Pass One


Sunday morning. We've planned an 0800 departure, and get away at exactly 0800...GMT, that is, 0900 Roma time. We have had a great time with Cate, Marco and their kids, but are reminded of the Czech proverb; "Visitors are like fish, after two days they start to smell".
Quickly out of Roma, onto the GRA and thence the A1 North via Firenze, Bologna, Milano. Relatively quiet Sunday traffic, good roads, we blast along, aspiring for 90 - 95 MPH I am inevitably drawn over the magic "ton" for the sheer naughtiness of doing it. There's a school of thought to the effect that the fuel economies of 75MPH are worth being patient for, and that's probably true. However, it fails to consider the Italian school of tolls. €29.50 each for the 600km Roma - Milan. Consider that €33 will fill both bikes, and suddenly fuel consumption is a minor issue.
As a transit day, the weather has been ideal. Low cloud blots out the sun, making it cool enough for pleasnat riding. Visibility is about 5km, and the forcast rain almost leaves us alone, except for some drizzle near Milano.
North of Milano the cloud drops lower. We pass Lake Maggiore, but can only see the nearer parts. The rest vanishes into the soup. GPS delivered us to Domosomosola or something like it, the last town in Italy. The Alps are a different map set, to be loaded tomorrow. In the traffic we'd become separated by a few car lengths, so I arrived at the Swiss border first.
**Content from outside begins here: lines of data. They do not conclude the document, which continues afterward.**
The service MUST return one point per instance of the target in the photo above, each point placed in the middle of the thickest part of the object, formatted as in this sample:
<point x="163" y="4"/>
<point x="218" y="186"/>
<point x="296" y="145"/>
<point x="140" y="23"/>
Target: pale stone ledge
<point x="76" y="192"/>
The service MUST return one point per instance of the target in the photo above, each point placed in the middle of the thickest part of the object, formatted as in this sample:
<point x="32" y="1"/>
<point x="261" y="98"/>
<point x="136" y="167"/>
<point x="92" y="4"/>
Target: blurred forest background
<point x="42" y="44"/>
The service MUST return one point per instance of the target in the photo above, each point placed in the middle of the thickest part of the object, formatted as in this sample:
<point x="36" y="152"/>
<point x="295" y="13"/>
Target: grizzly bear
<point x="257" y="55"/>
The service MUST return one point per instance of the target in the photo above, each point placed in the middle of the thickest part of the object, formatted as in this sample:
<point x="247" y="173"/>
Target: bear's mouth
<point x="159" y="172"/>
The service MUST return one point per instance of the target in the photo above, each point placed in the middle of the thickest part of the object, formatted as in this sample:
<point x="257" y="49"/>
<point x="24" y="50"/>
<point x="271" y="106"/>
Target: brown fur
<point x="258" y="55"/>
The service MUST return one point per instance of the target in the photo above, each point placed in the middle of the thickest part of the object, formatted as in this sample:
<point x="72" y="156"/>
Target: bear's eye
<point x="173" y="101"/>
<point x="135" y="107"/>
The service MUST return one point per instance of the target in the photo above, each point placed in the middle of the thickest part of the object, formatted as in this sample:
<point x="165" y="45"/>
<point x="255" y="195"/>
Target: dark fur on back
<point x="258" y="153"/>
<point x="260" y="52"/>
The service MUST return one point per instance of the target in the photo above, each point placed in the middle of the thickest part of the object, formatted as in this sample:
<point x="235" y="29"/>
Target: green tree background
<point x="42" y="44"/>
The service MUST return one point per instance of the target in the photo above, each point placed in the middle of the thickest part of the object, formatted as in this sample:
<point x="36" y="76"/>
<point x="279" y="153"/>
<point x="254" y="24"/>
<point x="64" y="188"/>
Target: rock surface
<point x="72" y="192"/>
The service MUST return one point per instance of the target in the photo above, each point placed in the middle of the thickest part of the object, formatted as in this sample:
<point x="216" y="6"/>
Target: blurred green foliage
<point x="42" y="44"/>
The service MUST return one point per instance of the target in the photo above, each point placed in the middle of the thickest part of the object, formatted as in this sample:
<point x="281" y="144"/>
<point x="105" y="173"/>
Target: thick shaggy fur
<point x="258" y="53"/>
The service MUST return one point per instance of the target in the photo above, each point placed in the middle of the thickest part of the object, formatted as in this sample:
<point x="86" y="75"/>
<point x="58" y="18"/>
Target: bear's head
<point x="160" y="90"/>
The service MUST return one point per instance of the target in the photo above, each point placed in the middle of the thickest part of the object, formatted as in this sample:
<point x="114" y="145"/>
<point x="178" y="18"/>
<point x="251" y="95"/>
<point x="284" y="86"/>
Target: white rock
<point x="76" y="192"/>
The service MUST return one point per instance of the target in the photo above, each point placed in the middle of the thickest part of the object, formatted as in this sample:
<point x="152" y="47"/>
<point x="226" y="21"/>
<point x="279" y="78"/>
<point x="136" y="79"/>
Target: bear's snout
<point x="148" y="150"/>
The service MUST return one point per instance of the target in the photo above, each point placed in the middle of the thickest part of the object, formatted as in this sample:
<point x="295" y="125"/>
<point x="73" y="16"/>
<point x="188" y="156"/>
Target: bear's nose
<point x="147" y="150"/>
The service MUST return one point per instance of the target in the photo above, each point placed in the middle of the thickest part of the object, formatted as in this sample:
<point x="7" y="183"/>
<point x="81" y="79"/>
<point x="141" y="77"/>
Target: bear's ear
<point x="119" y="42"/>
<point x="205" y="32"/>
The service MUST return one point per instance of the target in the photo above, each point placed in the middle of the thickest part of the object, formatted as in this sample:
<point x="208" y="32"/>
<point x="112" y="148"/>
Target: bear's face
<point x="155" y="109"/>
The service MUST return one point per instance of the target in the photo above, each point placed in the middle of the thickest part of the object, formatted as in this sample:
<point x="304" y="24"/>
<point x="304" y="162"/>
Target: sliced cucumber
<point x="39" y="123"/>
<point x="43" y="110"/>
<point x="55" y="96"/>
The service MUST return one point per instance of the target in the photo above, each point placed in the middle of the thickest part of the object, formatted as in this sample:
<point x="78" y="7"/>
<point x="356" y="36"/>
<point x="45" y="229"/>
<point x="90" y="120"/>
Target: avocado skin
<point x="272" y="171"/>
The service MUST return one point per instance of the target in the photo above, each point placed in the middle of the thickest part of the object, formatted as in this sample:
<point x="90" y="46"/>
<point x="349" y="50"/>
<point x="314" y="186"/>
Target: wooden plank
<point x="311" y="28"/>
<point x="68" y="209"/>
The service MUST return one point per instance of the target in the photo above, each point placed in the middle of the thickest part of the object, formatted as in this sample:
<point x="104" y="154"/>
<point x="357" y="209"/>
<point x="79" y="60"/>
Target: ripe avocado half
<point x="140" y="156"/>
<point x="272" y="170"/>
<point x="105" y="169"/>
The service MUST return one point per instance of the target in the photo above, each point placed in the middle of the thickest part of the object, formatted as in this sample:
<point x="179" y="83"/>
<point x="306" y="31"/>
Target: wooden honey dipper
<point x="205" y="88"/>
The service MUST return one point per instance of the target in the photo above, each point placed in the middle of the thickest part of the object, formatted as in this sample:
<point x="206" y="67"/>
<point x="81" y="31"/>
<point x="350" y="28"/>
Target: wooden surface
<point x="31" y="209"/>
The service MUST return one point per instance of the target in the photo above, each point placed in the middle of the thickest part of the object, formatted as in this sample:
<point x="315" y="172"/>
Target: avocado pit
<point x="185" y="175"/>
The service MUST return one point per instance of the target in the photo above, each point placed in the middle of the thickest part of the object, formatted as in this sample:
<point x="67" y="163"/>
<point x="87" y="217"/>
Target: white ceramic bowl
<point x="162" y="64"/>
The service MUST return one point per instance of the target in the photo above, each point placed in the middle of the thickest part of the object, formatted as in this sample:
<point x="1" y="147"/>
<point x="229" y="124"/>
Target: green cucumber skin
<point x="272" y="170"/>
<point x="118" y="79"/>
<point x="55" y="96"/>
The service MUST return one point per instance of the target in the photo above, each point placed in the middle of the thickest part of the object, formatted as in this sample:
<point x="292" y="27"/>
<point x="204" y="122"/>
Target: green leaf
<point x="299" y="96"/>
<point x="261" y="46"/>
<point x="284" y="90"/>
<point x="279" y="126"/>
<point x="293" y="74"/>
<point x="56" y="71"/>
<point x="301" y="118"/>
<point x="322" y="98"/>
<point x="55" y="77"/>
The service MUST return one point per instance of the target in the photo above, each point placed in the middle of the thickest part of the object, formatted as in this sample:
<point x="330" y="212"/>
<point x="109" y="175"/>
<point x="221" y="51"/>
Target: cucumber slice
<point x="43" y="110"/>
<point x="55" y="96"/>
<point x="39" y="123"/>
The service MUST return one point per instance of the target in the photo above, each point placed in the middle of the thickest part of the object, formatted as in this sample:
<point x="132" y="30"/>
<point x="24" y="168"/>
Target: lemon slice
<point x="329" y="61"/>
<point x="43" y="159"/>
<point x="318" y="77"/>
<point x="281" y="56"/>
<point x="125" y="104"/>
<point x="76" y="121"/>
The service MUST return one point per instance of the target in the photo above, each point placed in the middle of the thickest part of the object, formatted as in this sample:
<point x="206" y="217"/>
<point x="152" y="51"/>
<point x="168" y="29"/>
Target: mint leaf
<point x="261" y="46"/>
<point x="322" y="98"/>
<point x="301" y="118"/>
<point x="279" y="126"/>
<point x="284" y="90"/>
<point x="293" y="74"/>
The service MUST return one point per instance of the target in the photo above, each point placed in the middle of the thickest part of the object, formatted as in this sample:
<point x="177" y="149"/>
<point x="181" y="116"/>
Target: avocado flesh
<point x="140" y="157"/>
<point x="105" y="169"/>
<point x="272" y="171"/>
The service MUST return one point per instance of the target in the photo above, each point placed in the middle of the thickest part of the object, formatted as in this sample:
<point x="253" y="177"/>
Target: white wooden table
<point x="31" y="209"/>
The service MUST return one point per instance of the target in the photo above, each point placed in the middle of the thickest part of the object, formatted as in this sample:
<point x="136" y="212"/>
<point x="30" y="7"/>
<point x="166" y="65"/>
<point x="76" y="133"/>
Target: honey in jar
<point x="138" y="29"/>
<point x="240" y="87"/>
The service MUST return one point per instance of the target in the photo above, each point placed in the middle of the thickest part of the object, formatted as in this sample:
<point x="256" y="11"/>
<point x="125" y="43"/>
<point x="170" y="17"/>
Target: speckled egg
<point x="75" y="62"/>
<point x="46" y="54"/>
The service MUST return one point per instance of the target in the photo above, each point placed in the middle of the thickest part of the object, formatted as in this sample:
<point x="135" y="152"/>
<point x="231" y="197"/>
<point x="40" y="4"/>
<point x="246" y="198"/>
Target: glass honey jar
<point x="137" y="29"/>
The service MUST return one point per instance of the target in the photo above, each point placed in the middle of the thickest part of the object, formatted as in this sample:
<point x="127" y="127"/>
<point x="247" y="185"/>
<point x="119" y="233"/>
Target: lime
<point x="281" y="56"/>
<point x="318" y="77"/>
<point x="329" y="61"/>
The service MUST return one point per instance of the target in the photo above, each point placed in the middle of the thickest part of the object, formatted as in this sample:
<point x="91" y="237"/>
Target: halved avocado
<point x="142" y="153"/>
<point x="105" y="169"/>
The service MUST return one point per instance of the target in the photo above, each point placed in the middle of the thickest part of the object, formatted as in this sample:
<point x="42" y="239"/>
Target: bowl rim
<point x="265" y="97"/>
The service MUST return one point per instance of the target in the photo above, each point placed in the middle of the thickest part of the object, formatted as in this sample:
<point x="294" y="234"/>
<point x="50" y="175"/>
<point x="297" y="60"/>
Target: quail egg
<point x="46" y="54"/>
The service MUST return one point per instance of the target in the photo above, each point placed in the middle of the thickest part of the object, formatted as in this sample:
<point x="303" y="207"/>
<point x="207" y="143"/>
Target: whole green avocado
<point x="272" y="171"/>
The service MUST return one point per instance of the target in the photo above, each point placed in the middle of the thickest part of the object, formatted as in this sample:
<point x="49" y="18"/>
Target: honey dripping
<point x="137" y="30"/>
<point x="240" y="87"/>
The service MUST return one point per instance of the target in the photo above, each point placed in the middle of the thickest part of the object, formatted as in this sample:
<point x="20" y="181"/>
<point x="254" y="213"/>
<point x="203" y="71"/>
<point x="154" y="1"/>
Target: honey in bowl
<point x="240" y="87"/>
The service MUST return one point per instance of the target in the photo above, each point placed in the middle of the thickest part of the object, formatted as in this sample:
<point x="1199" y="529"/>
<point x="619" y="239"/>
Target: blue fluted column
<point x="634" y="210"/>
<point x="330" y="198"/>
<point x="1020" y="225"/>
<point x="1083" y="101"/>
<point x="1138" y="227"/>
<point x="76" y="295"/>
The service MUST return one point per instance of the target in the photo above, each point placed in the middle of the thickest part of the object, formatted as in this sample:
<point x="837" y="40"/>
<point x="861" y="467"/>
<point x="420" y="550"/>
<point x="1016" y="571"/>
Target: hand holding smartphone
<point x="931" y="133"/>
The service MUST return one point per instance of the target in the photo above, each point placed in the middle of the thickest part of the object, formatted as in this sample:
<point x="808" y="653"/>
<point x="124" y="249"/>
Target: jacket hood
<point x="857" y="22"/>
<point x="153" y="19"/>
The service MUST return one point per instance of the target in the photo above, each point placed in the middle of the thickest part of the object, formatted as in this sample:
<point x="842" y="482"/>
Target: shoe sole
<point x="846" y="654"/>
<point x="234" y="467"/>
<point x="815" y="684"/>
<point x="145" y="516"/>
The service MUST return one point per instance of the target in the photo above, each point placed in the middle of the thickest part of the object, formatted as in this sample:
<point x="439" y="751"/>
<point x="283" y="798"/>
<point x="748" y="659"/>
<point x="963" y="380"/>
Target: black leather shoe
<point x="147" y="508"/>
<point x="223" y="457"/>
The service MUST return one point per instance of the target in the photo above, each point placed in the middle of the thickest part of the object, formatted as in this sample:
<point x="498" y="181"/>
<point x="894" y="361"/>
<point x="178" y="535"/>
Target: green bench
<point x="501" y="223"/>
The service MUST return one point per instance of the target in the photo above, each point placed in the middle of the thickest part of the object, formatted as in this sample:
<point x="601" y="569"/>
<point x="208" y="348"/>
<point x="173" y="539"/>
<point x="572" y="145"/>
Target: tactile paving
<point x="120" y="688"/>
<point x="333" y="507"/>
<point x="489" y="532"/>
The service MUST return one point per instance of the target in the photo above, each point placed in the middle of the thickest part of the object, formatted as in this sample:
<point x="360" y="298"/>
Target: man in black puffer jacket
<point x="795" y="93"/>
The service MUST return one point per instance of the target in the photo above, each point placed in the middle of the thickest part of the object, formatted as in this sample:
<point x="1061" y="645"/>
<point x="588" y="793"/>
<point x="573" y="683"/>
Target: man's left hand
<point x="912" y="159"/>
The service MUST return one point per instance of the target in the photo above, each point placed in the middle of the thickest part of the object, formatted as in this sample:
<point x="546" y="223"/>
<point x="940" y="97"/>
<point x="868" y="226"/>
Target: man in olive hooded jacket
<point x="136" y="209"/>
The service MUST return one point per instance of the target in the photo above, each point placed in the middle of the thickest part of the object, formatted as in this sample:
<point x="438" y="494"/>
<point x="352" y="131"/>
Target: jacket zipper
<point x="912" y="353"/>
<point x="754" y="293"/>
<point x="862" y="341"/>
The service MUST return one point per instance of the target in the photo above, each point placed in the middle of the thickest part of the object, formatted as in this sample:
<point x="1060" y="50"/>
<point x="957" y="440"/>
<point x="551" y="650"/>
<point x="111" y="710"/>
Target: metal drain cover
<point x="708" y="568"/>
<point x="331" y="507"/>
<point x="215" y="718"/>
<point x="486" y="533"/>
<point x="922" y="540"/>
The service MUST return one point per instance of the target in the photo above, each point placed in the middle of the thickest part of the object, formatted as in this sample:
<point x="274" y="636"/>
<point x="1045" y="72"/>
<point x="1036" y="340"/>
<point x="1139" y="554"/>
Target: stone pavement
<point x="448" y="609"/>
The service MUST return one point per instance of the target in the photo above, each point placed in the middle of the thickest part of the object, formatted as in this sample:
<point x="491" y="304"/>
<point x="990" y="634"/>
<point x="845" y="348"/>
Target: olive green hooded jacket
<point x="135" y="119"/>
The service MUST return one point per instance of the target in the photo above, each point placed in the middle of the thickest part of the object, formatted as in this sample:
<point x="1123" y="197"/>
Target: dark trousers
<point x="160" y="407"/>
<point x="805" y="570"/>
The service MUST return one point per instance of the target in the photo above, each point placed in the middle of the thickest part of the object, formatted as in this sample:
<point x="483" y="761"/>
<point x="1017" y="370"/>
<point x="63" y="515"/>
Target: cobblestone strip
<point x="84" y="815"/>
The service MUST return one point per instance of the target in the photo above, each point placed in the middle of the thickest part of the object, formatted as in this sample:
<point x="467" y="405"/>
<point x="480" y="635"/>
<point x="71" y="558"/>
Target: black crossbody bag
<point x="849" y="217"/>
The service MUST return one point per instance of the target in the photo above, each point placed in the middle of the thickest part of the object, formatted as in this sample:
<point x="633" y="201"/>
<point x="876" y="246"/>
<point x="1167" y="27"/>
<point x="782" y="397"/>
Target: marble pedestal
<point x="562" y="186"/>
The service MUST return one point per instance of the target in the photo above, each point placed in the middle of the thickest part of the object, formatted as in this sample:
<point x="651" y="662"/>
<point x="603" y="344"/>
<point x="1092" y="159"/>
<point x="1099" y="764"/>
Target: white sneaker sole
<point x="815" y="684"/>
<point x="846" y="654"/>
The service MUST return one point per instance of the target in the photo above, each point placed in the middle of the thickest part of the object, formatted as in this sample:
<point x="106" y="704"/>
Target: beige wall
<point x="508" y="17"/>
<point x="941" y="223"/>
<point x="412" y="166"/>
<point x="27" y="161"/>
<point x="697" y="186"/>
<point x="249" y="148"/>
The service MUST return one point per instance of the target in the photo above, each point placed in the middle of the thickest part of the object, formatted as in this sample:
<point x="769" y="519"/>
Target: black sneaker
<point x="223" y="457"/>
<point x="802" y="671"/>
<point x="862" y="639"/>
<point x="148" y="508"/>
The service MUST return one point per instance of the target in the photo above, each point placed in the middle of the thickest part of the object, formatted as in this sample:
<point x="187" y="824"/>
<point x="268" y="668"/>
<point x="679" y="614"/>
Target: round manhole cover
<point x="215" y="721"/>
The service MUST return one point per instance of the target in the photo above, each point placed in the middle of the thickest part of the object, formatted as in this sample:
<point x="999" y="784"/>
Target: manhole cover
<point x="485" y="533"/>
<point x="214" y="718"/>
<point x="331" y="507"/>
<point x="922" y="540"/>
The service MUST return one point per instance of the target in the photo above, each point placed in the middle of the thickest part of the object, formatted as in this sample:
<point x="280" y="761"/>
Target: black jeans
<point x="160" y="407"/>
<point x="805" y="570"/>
The car ahead of me was waved through, the guard glanced at me waved me through and turned his back on me. Perhaps he saw the UK plate as I passed, but for whatever reason, he gave Og the third degree.
Being now in Switzerland we're already on the first big name pass; the Simplon. We've already ridden alpine passes in Sweden, Greece and Italy, but this is the first certified biggie. It's damp, the road surface is wet, but good. Traffic and commonsense mean a cautious climb. Lots of hairpins, several tunnels and as we get higher the fog thickens until we cross the actual pass without realising until too late. So we stop and return for a photo. Visibility was barely 100m.
Dropping down towards Brig things cleared quickly, and were much drier. 9.5% descent for some silly distance, most of it through "galleries", a sort of half tunnel that has the low side open, supported by pillars. Very speccy, but there's not much opportunity for a photo stop. Swiss weather is looking better than on the Italian side, too.
We turn right at Brig, heading for Glietsch, which is the common connection of the Furka, Grimsel, and Neurfen passes. I've misread the map and think it's only 19km (it's really 55) so start harbouring thoughts of a lap of the Furka/Grimsel before it gets dark. The road is narrow, winding along the valley floor through village after village. Quite slow, and the nearer we get to Glietsch, the wetter it gets. In Glietsch it's misting rain, so we decide to stop. There's not much in Glietsch, a grand hotel and a road junction. The hotel looks deserted, but there are lights on. As I'm about to go in, Og points out a stone building in the distance, halfway up the Furka pass, and says " Now that would be a cool place to stay, but I bet it's only a restaurant". So I go into the hotel, a Marie Celeste experience. Eventually I find a living soul who dissappears to consult and returns to advise that the hotel is closed tonight. She recommends "The Belvedere", and indicates up the Furka pass.
I report to Og, who notes some little orange figures way up on the roadway and tells me of the huge crashing crunching noise he just heard, sounding, he thinks, like a rock fall.
We head off up the famous Furka pass. We find the little orange vest clad figures directing traffic around a rock fall. Only about half a dozen rocks, but rocks of a size that one on it's own would ruin your day completely.
Og's dream is realised. The Belvedere is built in a hairpin on the Furka pass. Stone, quaint, imposing, 95 Swiss francs per person per night, and the only show open for miles around. Two single rooms, so at least they have two bathrooms to clean!
The hotel is old, with the look of an Agatha Christie novel; wide, creaking stairways, long hallways, an open fire in the sitting room. The rooms are small, but have stunning outlooks in the fading light. Hopefully the camera caught it. We head for the bar, but there isn't one. We're ushered into the dining room, which is built into the hairpin, rounded, with picture windows so that you can peer down onto passing cars. Some beer, some food, some amusement supplied by the Americans, then to sleep to the sound of running water falling off the Rhone Glacier. Which just happens to be 100m away.